I am nearly landed at Cassandra after my research on large scale data storage solutions. But its generally said that Hbase is better solution for large scale data processing and analysis.
While both are same key/value storage and both are/can run (Cassandra recently) Hadoop layer then what makes Hadoop a better candidate when processing/analysis is required on large data.
I also found good details about both at http://ria101.wordpress.com/2010/02/24/hbase-vs-cassandra-why-we-moved/
but I'm still looking for concrete advantages of Hbase.
While I am more convinced about Cassandra because its simplicity for adding nodes and seamless replication and no point of failure features. And it also keeps secondary index feature so its a good plus.
As a Cassandra developer, I'm better at answering the other side of the question:
To my knowledge, the main advantage HBase has right now (HBase 0.90.4 and Cassandra 0.8.4) is that Cassandra does not yet support transparent data compression. (This has been added for Cassandra 1.0, due in early October, but today that is a real advantage for HBase.) HBase may also be better optimized for the kinds of range scans done by Hadoop batch processing.

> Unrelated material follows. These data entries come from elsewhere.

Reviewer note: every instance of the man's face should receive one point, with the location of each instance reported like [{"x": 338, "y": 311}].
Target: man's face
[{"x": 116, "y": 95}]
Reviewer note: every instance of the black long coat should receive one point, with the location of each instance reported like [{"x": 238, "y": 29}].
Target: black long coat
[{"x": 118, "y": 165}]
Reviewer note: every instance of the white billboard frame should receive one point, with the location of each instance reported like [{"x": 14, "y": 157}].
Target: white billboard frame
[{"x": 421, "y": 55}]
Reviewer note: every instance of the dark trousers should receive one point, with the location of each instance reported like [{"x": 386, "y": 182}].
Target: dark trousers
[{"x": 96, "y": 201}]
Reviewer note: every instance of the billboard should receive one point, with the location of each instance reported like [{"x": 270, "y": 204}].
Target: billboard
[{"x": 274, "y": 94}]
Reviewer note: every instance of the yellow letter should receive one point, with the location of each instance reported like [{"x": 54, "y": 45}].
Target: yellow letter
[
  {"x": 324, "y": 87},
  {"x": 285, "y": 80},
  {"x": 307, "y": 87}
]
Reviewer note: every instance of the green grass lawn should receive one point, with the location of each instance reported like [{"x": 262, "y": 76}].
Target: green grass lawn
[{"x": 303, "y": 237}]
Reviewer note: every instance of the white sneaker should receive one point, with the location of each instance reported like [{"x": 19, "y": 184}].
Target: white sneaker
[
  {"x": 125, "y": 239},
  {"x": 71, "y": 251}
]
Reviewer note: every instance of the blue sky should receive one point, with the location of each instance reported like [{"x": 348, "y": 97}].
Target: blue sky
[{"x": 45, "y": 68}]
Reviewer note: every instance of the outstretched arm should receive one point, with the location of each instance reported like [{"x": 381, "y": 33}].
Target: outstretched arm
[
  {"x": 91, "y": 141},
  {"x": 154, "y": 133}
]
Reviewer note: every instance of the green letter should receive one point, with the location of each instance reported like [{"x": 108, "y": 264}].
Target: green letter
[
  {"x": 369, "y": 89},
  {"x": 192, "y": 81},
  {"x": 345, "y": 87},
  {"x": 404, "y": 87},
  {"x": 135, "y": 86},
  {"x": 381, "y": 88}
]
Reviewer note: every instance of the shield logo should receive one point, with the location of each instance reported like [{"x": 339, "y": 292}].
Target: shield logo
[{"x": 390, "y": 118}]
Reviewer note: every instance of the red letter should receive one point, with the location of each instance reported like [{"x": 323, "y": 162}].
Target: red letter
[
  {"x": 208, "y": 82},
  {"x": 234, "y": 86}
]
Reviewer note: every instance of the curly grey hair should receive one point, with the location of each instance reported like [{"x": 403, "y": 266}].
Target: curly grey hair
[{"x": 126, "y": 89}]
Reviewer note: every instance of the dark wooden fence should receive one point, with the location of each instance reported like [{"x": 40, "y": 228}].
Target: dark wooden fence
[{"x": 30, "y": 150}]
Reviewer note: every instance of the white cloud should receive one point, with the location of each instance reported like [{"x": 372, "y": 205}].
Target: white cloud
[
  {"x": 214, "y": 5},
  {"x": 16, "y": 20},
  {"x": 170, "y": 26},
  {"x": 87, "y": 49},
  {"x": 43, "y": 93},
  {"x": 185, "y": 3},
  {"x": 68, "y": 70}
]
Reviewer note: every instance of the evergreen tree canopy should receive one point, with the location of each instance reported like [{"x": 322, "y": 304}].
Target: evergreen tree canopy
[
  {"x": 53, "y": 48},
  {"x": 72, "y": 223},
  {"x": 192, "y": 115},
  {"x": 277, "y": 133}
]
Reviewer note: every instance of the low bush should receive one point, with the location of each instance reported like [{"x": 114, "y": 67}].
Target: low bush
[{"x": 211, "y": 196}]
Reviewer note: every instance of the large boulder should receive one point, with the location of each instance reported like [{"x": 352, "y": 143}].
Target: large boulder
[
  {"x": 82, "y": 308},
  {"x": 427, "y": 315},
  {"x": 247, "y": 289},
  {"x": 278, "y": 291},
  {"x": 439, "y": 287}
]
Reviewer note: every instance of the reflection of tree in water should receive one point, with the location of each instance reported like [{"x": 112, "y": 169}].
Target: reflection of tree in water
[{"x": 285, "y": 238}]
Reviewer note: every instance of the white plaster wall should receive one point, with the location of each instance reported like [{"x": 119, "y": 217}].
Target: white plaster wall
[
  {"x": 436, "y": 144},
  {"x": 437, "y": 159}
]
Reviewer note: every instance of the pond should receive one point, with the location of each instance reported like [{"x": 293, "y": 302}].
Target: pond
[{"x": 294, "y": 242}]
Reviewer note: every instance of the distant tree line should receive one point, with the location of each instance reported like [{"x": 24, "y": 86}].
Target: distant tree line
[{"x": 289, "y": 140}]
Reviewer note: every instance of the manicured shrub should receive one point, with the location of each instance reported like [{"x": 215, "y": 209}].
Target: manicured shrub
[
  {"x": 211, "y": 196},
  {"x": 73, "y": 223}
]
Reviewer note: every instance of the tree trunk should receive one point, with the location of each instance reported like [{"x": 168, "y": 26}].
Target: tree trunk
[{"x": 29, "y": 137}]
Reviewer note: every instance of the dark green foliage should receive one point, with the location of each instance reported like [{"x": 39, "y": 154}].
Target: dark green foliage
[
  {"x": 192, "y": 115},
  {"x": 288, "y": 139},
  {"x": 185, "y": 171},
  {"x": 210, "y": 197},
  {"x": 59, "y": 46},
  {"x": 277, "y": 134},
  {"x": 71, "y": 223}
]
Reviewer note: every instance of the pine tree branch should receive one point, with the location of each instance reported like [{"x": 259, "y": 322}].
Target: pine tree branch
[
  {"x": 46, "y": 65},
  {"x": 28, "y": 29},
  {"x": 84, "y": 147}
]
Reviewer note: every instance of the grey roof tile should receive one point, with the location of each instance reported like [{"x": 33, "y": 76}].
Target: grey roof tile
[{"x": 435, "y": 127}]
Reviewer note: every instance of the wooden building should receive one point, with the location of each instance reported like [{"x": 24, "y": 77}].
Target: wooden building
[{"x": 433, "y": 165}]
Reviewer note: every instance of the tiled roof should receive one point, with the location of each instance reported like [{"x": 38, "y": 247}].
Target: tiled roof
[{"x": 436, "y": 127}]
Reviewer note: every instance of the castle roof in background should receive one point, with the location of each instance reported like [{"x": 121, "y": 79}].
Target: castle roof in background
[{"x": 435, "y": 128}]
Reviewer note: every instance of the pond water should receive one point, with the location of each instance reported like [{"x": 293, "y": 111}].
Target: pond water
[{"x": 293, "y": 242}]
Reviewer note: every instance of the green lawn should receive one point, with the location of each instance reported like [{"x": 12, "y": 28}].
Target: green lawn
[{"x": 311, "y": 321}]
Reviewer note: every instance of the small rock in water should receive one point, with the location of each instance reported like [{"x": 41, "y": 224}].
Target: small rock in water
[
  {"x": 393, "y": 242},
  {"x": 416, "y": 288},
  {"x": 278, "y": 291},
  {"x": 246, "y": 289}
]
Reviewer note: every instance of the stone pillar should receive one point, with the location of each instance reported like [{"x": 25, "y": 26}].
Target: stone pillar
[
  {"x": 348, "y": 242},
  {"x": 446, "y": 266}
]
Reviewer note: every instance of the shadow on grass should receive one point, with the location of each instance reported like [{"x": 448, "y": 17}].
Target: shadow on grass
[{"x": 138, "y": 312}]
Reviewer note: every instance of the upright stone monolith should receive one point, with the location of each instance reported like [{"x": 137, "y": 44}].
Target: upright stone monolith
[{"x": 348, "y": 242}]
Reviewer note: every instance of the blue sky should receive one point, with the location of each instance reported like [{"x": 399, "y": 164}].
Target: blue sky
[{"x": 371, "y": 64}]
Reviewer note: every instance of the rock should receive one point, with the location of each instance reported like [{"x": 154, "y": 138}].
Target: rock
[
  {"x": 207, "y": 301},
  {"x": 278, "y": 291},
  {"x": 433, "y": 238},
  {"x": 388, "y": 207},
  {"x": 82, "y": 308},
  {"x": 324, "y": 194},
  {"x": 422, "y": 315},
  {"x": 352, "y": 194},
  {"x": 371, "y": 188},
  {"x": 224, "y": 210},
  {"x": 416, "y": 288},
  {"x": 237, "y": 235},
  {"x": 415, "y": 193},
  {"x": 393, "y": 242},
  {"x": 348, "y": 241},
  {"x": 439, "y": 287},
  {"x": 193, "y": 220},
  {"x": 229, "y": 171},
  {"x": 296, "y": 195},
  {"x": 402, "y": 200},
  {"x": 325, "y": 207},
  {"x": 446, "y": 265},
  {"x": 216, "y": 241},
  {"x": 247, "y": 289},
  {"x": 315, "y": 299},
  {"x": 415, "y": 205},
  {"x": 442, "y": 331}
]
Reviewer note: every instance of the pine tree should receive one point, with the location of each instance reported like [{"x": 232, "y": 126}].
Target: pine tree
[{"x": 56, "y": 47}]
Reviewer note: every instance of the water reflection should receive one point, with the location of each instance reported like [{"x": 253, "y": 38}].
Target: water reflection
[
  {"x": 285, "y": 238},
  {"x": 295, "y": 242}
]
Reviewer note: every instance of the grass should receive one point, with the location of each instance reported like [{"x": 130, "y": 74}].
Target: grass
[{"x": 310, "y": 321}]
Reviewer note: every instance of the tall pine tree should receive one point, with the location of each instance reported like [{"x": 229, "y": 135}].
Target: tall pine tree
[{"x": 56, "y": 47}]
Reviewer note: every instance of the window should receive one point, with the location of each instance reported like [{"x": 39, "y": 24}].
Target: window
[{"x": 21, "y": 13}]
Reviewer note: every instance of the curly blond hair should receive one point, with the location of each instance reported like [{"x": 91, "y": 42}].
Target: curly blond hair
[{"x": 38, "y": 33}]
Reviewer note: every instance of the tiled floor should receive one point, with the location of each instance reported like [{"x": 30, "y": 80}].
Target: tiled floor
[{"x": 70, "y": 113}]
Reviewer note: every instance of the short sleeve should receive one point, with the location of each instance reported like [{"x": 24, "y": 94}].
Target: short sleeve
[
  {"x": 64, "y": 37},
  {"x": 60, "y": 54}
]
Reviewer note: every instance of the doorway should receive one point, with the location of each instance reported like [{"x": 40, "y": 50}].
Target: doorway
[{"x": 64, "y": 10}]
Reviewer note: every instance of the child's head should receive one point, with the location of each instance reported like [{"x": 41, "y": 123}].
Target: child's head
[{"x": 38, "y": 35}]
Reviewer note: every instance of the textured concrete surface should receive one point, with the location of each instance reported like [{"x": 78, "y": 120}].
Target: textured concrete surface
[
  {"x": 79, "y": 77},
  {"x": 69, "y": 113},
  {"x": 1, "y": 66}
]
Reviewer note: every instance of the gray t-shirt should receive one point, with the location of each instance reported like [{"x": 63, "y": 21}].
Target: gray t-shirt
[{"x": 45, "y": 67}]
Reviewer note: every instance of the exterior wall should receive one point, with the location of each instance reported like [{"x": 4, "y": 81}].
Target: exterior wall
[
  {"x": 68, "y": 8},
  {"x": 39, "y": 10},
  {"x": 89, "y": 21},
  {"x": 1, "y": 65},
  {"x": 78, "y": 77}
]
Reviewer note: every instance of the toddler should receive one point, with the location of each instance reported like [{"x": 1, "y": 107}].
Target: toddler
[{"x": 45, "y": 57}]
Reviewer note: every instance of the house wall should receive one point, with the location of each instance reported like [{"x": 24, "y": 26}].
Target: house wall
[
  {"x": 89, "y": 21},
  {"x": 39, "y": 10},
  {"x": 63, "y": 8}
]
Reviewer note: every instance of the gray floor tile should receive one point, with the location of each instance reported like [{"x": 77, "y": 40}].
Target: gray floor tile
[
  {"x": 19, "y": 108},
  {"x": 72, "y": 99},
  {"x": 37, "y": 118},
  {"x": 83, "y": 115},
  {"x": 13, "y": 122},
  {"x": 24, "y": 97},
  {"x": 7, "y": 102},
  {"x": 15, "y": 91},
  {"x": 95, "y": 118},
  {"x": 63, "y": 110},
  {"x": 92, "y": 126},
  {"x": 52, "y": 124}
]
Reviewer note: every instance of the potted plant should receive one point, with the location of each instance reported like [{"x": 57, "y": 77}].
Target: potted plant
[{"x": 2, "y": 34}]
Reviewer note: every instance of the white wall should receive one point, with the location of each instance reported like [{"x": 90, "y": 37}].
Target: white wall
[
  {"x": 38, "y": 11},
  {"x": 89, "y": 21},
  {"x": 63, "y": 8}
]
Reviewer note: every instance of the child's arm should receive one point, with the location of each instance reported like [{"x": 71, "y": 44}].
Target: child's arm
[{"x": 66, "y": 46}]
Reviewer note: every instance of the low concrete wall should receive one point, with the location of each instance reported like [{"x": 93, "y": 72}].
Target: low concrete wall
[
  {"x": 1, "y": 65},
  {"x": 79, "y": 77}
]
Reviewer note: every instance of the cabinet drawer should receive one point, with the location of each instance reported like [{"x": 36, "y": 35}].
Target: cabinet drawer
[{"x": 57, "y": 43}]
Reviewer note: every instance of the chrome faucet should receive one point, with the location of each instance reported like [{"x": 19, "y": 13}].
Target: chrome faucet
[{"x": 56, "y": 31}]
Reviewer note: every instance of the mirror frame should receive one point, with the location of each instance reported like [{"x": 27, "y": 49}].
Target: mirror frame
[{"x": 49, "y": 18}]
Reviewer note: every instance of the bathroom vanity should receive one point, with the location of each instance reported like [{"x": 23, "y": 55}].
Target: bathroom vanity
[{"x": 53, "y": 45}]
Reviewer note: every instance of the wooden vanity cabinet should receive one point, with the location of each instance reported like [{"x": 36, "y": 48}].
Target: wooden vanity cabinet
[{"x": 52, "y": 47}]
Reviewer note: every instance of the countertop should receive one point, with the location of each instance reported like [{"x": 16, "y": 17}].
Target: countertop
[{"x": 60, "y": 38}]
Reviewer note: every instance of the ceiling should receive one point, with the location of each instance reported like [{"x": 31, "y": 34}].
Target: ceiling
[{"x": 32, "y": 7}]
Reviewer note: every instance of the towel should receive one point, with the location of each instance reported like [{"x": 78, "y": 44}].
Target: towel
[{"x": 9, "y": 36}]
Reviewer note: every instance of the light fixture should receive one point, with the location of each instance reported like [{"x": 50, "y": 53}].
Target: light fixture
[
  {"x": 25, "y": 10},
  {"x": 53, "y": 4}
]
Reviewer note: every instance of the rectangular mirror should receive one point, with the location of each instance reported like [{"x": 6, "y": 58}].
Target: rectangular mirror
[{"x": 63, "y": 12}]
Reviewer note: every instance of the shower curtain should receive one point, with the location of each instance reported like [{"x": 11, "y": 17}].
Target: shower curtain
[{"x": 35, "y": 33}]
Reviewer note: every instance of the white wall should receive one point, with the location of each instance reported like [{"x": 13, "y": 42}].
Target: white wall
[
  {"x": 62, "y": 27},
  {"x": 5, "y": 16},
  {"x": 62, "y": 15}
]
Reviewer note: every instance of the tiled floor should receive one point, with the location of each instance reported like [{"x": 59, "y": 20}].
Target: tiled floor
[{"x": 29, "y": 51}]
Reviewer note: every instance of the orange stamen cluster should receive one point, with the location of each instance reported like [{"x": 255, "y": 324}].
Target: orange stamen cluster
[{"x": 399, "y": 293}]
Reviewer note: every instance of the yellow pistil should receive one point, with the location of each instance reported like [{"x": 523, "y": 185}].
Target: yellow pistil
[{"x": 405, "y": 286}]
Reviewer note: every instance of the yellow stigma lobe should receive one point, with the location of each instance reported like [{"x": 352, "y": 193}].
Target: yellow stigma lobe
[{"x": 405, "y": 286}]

There are also some things that are not necessarily better, or worse, just different. HBase adheres more strictly to the Bigtable data model, where each column is versioned implicitly. Cassandra drops versioning, and adds SuperColumns instead.
Hope that helps!
The reason for using 100 node hBase clusters is not because HBase does not scale to larger sizes. It is because it is easier to do hBase/HDFS software upgrades on a rolling fashion without bringing down your entire service. Another reason is to prevent a single NameNode to be a SPOF for the entire service. Also, HBase is being used for various services (not just FB messages) and it is prudent to have a cookie-cutter approach to setting up numerous HBase clusters based on a 100-node pod approach. The number 100 is adhoc, we have not focussed on whether 100 is optimal or not.
Trying to determine which is best for you really depends on what you are going to use it for, they each have their advantages and without any more details it becomes more of a religious war. That post you referenced is also more than a year old and both have gone through many changes since then. Please also keep in mind I am not familiar with the more recent Cassandra developments.
Having said that, I'll paraphrase HBase committer Andrew Purtell and add some of my own experiences:
HBase is in larger production environments (1000 nodes) although that is still in the ballpark of Cassandra's ~400 node installs so its really a marginal difference.
HBase and Cassandra both supports replication between clusters/datacenters. I believe HBase's exposes more to the user so it appears more complicated but then you also get more flexibility.
If strong consistency is what your application needs then HBase is likely a better fit. It is designed from the ground up to be consistent. For example it allows for simpler implementation of atomic counters (I think Cassandra just got them) as well as Check and Put operations.
Write performance is great, from what I understand that was one of the reasons Facebook went with HBase for their messenger.
I'm not sure of the current state of Cassandra's ordered partitioner, but in the past it required manual rebalancing. HBase handles that for you if you want. The ordered partitioner is important for Hadoop style processing.
Cassandra and HBase are both complex, Cassandra just hides it better. HBase exposes it more via using HDFS for its storage, if you look at the codebase Cassandra is just as layered. If you compare the Dynamo and Bigtable papers you can see that Cassandra's theory of operation is actually more complex.
HBase has more unit tests FWIW.
All Cassandra RPC is Thrift, HBase has a Thrift, REST and native Java. The Thrift and REST do only offer a subset of the total client API but if you want pure speed the native Java client is there.
There are advantages to both peer to peer and master to slave. The master - slave setup generally makes it easier to debug and reduces quite a bit of complexity.
HBase is not tied to only traditional HDFS, you can change out your underlying storage depending on your needs. MapR looks quite interesting and I have heard good things although I have not used it myself.